Forecasting user activities is one of the most common problems that business groups face. Various industries, such as cloud solution providers and online retailers, often need to forecast product consumption and user engagement; the data scientist team under Azure Identity faces the same challenges. With billions of user activities on the Azure cloud, being able to accurately forecast user behavior becomes essential in business planning. However, statistical time series models and machine learning approaches like tree-based models fail to generate forecasts with satisfactory accuracy, while recently developed deep learning models can boost performance, and yet they remain hard to implement.
Tao Lu and Chenhui Hu focus on forecasting customer usage on a daily basis. In this user case study, they explain how Microsoft improved forecasting accuracy by 25% with dilated convolutional neural networks and reduced time in development by 80% with a set of time series forecasting best practices.
Dilated CNNs, recently proposed for modeling sequence data, can achieve state-of-the-art performance in time series forecasting and are easier to train than recurrent neural networks. To speed up the model development process, Microsoft leverages the best practices of time series forecasting that another Microsoft team has created. This is a framework that provides standard workflows of various methods (e.g., statistical methods, traditional machine learning methods, and recently developed deep learning approaches). It also includes reusable utility functions for data standardization and feature engineering. With such utility functions, Microsoft converts the dataset into a standard format. Then, it implements the dilated CNN model and other baseline models by following the templates in the framework. Moreover, the company tunes the hyperparameters of each model with HyperDrive in Azure Machine Learning to achieve a fair comparison of model performance in terms of accuracy, running time, and cost.
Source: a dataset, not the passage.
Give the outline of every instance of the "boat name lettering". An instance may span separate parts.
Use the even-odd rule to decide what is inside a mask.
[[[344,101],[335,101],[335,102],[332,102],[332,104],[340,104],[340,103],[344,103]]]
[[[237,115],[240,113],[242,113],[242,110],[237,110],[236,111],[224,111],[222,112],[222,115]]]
Tao Lu is a data scientist in the cloud and AI organization at Microsoft. He has strong background in applying machine learning and deep learning techniques to forecasting problems and deep domain knowledge in cloud identity and the financial services industry. He graduated from University of Washington with a master’s degree in computational finance.
Chenhui Hu is a data scientist in the Cloud and AI Division at Microsoft. He works on developing machine learning and big data solutions for internal and external customers. His current interests include time series forecasting, natural language processing, large-scale machine learning, and deep learning. He received his PhD degree from Harvard University with a focus on imaging data mining and signal processing. He has presented his work in many international conferences including O’Reilly AI Conference 2019 and O’Reilly Strata 2019.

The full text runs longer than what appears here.